Mimik wajah Restya yang terlihat santai, kini menjadi kaku. Manik matanya menyipit dan dahinya berkerut. Perempuan ini mencoba berpikir dengan jernih mencerna setiap ucapan Zio. Ia tak mengerti kenapa pria itu tiba-tiba berkata seperti itu dan beberapa hari sebelumnya sulit dihubungi, seolah-olah menjauh darinya.

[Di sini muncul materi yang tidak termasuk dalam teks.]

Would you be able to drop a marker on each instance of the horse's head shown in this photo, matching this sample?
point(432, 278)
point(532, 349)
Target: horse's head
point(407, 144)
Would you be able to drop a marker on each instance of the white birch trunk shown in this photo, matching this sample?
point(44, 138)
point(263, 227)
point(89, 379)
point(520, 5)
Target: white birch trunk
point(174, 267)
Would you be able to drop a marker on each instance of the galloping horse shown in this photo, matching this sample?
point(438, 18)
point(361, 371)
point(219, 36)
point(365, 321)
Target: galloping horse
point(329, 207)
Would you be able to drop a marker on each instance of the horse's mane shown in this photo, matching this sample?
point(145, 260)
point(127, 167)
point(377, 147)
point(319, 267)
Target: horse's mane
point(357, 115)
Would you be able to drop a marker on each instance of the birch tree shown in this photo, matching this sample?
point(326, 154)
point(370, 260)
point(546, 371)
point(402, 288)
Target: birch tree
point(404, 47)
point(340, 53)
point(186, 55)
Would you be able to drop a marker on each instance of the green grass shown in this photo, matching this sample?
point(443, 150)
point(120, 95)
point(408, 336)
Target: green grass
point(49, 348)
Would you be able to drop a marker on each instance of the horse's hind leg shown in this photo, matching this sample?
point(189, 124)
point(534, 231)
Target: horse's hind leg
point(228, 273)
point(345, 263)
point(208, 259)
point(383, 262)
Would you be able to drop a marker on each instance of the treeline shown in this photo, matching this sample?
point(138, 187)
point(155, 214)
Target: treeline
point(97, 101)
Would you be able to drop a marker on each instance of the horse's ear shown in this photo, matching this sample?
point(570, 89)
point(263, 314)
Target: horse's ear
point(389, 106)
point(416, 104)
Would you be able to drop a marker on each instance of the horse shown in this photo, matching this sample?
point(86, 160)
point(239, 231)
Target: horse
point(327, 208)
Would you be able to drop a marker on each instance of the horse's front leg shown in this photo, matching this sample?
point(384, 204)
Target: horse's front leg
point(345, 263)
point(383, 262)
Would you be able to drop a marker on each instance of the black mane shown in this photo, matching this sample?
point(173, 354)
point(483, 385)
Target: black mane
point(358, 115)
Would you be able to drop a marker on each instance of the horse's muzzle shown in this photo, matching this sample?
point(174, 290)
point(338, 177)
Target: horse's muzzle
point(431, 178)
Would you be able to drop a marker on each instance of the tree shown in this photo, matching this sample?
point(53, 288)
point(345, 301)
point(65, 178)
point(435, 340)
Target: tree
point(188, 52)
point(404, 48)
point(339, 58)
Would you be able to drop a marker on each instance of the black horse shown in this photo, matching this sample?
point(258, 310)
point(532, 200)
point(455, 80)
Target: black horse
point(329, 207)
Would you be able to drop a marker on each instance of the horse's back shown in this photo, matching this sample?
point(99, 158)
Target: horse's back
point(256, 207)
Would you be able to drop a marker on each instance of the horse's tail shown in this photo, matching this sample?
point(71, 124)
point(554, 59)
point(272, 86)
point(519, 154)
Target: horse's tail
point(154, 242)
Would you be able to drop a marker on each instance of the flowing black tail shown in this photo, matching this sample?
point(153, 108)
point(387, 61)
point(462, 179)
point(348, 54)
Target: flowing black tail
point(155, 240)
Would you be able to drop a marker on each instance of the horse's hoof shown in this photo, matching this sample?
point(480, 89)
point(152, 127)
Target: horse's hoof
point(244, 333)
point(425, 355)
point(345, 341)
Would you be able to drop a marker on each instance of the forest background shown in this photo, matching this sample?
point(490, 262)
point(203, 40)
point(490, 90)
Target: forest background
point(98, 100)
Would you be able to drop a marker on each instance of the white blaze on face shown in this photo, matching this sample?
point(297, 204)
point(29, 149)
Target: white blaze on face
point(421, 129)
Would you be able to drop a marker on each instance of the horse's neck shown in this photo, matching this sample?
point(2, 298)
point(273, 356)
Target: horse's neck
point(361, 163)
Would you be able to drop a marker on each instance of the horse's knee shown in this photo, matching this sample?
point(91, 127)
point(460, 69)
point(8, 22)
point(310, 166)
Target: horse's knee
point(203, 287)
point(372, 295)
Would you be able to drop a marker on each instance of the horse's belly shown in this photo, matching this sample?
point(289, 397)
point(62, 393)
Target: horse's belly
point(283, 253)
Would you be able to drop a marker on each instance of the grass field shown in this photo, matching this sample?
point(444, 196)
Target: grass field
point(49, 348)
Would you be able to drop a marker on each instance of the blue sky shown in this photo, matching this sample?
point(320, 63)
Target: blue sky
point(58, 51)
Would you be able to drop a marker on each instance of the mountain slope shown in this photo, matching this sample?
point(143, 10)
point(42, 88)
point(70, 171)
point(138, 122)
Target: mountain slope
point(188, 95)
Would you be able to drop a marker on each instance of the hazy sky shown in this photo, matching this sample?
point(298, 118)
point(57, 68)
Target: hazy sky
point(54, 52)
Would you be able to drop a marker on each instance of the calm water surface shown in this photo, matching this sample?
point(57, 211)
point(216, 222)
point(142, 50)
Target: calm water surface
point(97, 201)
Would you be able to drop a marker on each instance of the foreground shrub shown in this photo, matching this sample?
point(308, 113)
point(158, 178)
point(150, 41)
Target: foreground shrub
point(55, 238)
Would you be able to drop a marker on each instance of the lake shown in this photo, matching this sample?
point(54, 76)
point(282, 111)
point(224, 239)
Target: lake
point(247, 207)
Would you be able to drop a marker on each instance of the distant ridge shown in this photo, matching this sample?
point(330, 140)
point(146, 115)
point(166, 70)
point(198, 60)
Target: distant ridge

Zio menatap lurus manik mata Restya mencoba memahami tanggapan Restya akan ucapannya barusan. Dapat ia lihat Restya hanya kebingungan, tak ada gurat sedih. Membuatnya semakin yakin, kalau dia memang tak diinginkan. Bodoh, pikirnya. Tak seharusnya dia berharap kalau Restya akan sedih karena perkataannya karena tak ada namanya di hati wanita itu.

Tangan kanan Restya mencoba melepaskan genggaman Zio, lalu tangannya ia letakkan di punggung tangan Zio.

“Kenapa Kak Zio tiba-tiba berubah pikiran?” tanya Restya tanpa basa-basi. Ia sangat penasaran dengan apa yang terjadi sebenarnya.

“Saya sadar, saya tidak pantas untuk Dokter. Mengejar cinta Dokter sama seperti ‘pungguk yang merindukan bulan’. Saya tidak mau lagi, jatuh ke lubang yang sama. Mengejar seseorang yang mencintai dan dimiliki orang lain. Saya tidak sanggup kalau harus bersaing dengan Devan,” terang Zio dengan nada setabah mungkin. Meski hatinya sangat kacau. Ia harus terlihat tegar agar Restya tak mengasihinya.

Restya bertambah bingung. “Maksudnya?”

“Saya sudah tahu yang sebenarnya. Dokter Restya dan Devan memiliki hubungan khusus. Kalian saling mencintai, saya sudah mendengar semuanya hari itu,” ungkap Zio seraya menunduk kembali.

Ingatan Restya langsung tertuju pada kejadian di mana sang mantan kekasih menampakkan diri lagi. Sontak Restya tersenyum tipis. Dalam hati, ia sudah merutuki Zio. Ternyata lelaki itu salah paham.

“Oh, begitu. Jadi, semenjak hari itu Kak Zio menjauhiku karena hal ini?”

Zio mengangguk. “Tenang, saya enggak marah, kok. Walau saya merasa dipermainkan. Dari awal kamu sudah memberikan penolakan, cuma saya saja yang tidak tahu diri. Boleh saya minta satu hal?” pinta Zio dengan nada ragu.

Restya terdiam. Ia tak habis pikir, Zio bisa salah paham sejauh itu. Namun, dia tak ambil pusing. Menjelaskan yang sebenarnya ke Zio juga bukan hal yang penting untuknya. Kalau ia menerangkan semua hal yang terjadi pun juga tak baik untuknya nanti. Pasti, Zio akan menginterogasi kehidupan masa lalunya lagi. Ia tak suka membagi cerita dengan lelaki itu, baginya Zio masih saja pria asing yang bisa saja menikamnya dengan memanfaatkan kelemahannya.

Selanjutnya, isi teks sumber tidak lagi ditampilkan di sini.